Excite

La Corea del Sud blocca l'importazione di mozzarella di bufala

La Corea del Sud non vuole più la mozzarella di bufala. Dopo l'emergenza rifiuti di Napoli e l'allarme diossina che ne è scaturito il Paese asiatico ha deciso di bloccare le importazioni del famoso alimento campano.

Un portavoce del ministero dell'agricoltura ha reso noto che le importazioni di mozzarella sono state interrotte nel weekend e che "il paese condurrà ora propri test per verificare l'eventuale contaminazione. Non appena avremo identificato il produttore e il periodo di produzione potremo restringere il bando".

Secondo Aldo Grasselli, presidente della Società italiana di medicina veterinaria preventiva, in questo momento in Italia c'è un'attentissima vigilanza e una quantità di controlli tale da consentire di dire che i servizi veterinari permettono l'immissione sul mercato solo di mozzarelle controllate. "Possiamo ritenerci tranquilli da questo punto di vista - ha sottolineato Grasselli - più i controlli sono attenti più ci consentono di eliminare dal mercato prodotti che presentano anche la minima ombra di dubbio". Sulla questione è intervenuta anche la Coldiretti secondo la quale la contaminazione riguarderebbe solo un'esigua parte della produzione. La scorsa settimana, inoltre, la polizia di Napoli ha detto di stare indagando per capire se il latte di alcuni allevamenti di bufale sia contaminato dalla diossina.

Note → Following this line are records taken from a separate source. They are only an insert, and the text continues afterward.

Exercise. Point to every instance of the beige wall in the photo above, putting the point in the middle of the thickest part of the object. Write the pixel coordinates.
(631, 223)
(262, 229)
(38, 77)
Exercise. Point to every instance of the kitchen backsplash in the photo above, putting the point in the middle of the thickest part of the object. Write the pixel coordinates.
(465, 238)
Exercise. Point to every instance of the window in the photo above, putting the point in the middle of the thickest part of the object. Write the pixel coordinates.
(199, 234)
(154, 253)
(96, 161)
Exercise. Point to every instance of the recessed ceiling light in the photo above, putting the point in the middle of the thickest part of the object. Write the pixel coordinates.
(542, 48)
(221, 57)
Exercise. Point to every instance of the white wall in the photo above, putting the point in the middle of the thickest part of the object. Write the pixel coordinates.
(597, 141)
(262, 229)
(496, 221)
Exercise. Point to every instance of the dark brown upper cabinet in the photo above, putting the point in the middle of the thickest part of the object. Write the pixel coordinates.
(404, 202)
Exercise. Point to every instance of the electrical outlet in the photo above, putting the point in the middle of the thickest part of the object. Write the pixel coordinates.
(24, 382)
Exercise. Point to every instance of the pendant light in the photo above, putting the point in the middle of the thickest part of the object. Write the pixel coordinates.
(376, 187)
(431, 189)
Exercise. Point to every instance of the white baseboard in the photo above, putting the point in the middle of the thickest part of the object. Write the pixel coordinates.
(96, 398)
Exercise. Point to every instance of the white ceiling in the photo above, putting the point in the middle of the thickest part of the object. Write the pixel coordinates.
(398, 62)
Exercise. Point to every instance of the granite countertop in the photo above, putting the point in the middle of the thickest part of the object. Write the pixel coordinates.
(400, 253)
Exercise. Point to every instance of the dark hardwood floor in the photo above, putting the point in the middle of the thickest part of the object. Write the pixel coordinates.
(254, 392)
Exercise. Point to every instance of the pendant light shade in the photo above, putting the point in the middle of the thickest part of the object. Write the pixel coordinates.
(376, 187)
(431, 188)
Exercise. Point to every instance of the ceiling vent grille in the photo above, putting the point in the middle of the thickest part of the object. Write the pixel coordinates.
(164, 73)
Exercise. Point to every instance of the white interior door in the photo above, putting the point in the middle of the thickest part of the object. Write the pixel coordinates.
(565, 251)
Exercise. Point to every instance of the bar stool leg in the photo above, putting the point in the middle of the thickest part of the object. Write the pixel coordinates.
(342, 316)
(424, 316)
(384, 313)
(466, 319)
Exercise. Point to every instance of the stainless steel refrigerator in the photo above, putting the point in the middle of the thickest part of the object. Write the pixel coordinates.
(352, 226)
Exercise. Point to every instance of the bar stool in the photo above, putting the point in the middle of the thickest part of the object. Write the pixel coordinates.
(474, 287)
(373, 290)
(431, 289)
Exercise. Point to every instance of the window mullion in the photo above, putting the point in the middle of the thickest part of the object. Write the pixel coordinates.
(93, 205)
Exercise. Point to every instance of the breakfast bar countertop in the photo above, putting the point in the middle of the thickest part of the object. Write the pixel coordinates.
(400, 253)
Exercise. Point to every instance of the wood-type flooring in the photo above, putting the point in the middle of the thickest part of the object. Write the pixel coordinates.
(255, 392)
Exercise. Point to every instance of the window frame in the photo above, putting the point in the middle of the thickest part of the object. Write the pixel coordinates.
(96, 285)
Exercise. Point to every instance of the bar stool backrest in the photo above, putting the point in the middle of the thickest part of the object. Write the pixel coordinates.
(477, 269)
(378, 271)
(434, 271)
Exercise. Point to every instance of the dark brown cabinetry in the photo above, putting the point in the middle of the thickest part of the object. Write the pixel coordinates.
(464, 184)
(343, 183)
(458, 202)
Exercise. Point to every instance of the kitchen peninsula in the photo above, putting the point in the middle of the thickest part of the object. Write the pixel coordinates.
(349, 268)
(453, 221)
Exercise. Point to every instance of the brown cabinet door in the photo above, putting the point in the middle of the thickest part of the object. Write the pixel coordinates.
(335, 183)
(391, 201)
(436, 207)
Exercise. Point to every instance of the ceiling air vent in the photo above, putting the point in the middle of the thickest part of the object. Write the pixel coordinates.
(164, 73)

Di altro avviso il professor Silvio Garattini, direttore dell'Istituto di ricerche farmacologiche Mario Negri. "La decisione della Corea del Sud di mettere al bando la mozzarella di bufala per il timore della contaminazione della diossina - ha affermato Garattini - è saggia e logica e credo che l'Italia debba fare i giusti controlli per vedere se è ancora il caso di mettere questo alimento a disposizione della gente". Secondo quanto spiegato dal professore "la diossina è una sostanza inquinante cancerogena che si deposita nei grassi per questo motivo una volta assunta dall'organismo è difficilissimo eliminarla perché non è idrosolubile. La presenza di diossina riscontrata nel latte e nella mozzarella proveniente da alcuni allevamenti campani probabilmente è legata ai tanti roghi di immondizia che da settimane si susseguono nella regione ad opera dei cittadini esasperati dalla situazione di emergenza rifiuti. La diossina si deposita sull'erba e, quindi, viene assunta dalle mucche per via orale. Una volta entrata in circolo si deposita nel tessuto adiposo e viene eliminata nel latte. Questa sostanza infatti si deposita proprio nei grassi di cui è ricco il latte. E quindi nei prodotti derivati quali la mozzarella". Per Garattini la decisione presa dalla Corea del Sud dovrebbe essere valutata anche da altri Paesi. "Non vedo perché si debba rischiare inutilmente di esporci alla diossina - ha detto il professore - prima si facciano i controlli e poi, eventualmente, si dia il via libera alla vendita di mozzarella di bufala e degli altri derivati a rischio".